Probably this has been said before, but for those of us who started with The Triplets, isn't the best prior comparison for Maleek Thomas, Marvin Delph?

It's been a minute, but I tend to remember the size, shooting form, and shooting ability being similar. Maybe even the fro.

mde114

Quote from: Show-Me Hog on Mar 28, 2026, 02:13 PMProbably this has been said before, but for those of us who started with The Triplets, isn't the best prior comparison for Maleek Thomas, Marvin Delph?

It's been a minute, but I tend to remember the size, shooting form, and shooting ability being similar. Maybe even the fro.


Good comparison.

I don't think he's quite the shooter that Delph was, but Thomas was good.

Gambler

Quote from: Show-Me Hog on Mar 28, 2026, 02:13 PMProbably this has been said before, but for those of us who started with The Triplets, isn't the best prior comparison for Maleek Thomas, Marvin Delph?

It's been a minute, but I tend to remember the size, shooting form, and shooting ability being similar. Maybe even the fro.
I was a year behind Marvin at Conway. Really nice dude. He had a higher arching shot than Thomas. Thomas had a quicker release.

Thin Red Swine

Quote from: Show-Me Hog on Mar 28, 2026, 02:13 PMProbably this has been said before, but for those of us who started with The Triplets, isn't the best prior comparison for Maleek Thomas, Marvin Delph?

It's been a minute, but I tend to remember the size, shooting form, and shooting ability being similar. Maybe even the fro.

I said it somewhere earlier, Thomas just looks like he's straight out of the 70s. So Delph is a good comparison for looks. Delph was such a pure shooter who unfortunately never got to try a three pointer.

buff2.0

https://www.espn.com/nba/story/_/id/48358749/nba-draft-2026-dybantsa-peterson-boozer-wagler-scouts-execs-top-5

They're talking Acuff as possible #5 overall.  That means at least 4 teams are going to seriously fuck up in the draft.

Let's start with Acuff, an explosive scoring guard with concerns about his size and defense at the next level. His final two months of the season, which included an SEC tournament title run, won over a lot of people around the NBA, but those shortcomings will make team construction and fit a pivotal factor.

"Just the shotmaking, killer instinct he has shown, his ability to score at all three levels," an East executive said. "His defense does worry me some, but he has had to carry a pretty large load."

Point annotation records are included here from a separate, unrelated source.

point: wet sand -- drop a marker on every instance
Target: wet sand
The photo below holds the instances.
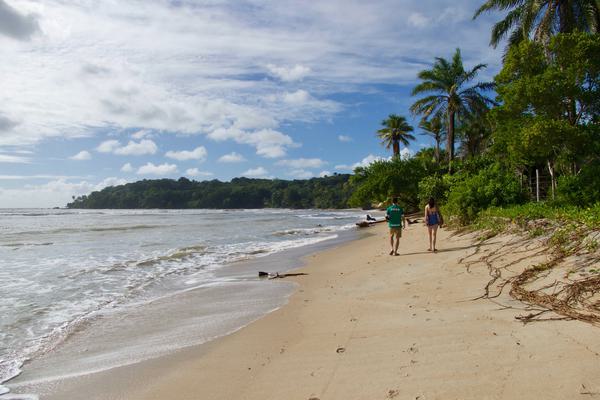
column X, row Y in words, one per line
column 366, row 325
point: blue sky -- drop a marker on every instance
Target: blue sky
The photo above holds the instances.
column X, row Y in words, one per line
column 103, row 92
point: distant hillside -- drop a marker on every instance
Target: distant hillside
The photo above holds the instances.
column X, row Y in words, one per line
column 328, row 192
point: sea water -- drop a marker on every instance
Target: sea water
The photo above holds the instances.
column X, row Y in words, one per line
column 87, row 290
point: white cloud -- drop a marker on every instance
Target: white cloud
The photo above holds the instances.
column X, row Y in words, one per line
column 269, row 143
column 16, row 25
column 418, row 20
column 365, row 162
column 82, row 155
column 7, row 158
column 258, row 172
column 127, row 168
column 160, row 170
column 196, row 172
column 289, row 74
column 57, row 192
column 298, row 97
column 301, row 174
column 199, row 153
column 405, row 153
column 40, row 176
column 188, row 72
column 141, row 134
column 108, row 146
column 231, row 158
column 301, row 163
column 112, row 181
column 137, row 148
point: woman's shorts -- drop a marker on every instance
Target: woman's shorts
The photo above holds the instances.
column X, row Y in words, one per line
column 396, row 231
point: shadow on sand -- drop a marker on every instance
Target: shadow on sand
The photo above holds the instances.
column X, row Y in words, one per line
column 444, row 250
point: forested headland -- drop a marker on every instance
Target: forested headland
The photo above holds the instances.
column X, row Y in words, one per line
column 328, row 192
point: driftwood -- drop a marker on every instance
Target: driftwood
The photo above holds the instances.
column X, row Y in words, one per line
column 277, row 275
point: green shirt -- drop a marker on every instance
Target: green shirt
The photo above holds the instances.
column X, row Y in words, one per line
column 394, row 213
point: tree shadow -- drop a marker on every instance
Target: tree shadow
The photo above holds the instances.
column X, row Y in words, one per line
column 446, row 250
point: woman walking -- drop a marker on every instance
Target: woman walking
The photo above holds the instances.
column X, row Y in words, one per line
column 433, row 219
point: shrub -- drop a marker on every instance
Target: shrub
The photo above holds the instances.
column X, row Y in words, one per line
column 433, row 186
column 491, row 186
column 582, row 189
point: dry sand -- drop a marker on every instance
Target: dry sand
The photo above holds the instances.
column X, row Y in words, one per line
column 366, row 325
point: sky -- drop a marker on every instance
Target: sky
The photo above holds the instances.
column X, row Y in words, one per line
column 95, row 93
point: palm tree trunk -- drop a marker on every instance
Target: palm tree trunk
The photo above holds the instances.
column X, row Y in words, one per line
column 396, row 148
column 450, row 143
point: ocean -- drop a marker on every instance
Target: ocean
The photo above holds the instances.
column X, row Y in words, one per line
column 88, row 290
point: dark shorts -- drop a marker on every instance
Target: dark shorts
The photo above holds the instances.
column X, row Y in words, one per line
column 396, row 231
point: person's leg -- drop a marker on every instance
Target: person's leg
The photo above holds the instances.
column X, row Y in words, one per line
column 429, row 229
column 398, row 234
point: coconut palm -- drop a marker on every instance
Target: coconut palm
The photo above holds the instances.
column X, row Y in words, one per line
column 449, row 95
column 542, row 18
column 434, row 128
column 475, row 134
column 395, row 131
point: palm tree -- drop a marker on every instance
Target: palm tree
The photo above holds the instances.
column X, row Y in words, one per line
column 450, row 96
column 543, row 18
column 475, row 133
column 395, row 131
column 434, row 128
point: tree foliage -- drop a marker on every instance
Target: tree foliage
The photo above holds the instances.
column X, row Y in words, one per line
column 395, row 131
column 541, row 19
column 447, row 92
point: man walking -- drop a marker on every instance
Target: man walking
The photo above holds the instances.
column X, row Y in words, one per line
column 395, row 217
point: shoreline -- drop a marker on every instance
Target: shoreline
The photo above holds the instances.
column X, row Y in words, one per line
column 240, row 284
column 363, row 324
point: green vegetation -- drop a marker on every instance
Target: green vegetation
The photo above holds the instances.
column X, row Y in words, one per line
column 327, row 192
column 395, row 131
column 543, row 18
column 541, row 134
column 448, row 94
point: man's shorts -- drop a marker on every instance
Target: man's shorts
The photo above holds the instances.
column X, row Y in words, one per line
column 396, row 231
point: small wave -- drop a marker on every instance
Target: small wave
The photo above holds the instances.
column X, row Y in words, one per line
column 18, row 245
column 94, row 229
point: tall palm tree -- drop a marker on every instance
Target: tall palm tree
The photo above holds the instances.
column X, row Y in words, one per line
column 475, row 133
column 395, row 131
column 542, row 18
column 449, row 94
column 434, row 128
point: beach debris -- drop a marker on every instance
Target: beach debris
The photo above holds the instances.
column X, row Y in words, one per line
column 277, row 275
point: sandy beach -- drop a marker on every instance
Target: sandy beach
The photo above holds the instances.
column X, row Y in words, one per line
column 366, row 325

"I think there's never been a worse time to build around bad defensive guards," a West executive said. "We see this time and time again -- the flashiest offensive impact in the draft doesn't necessarily end up winning the most.
"That's embarrassing.  Looks like Josh Duggar the first time his parents asked him to babysit."

For $7 mil I'll put a webcam in front of my shitter so I can answer fan questions while I drop the Longhorns off in College Station.

Once authored a post that critics claimed, "Was notaslibro level."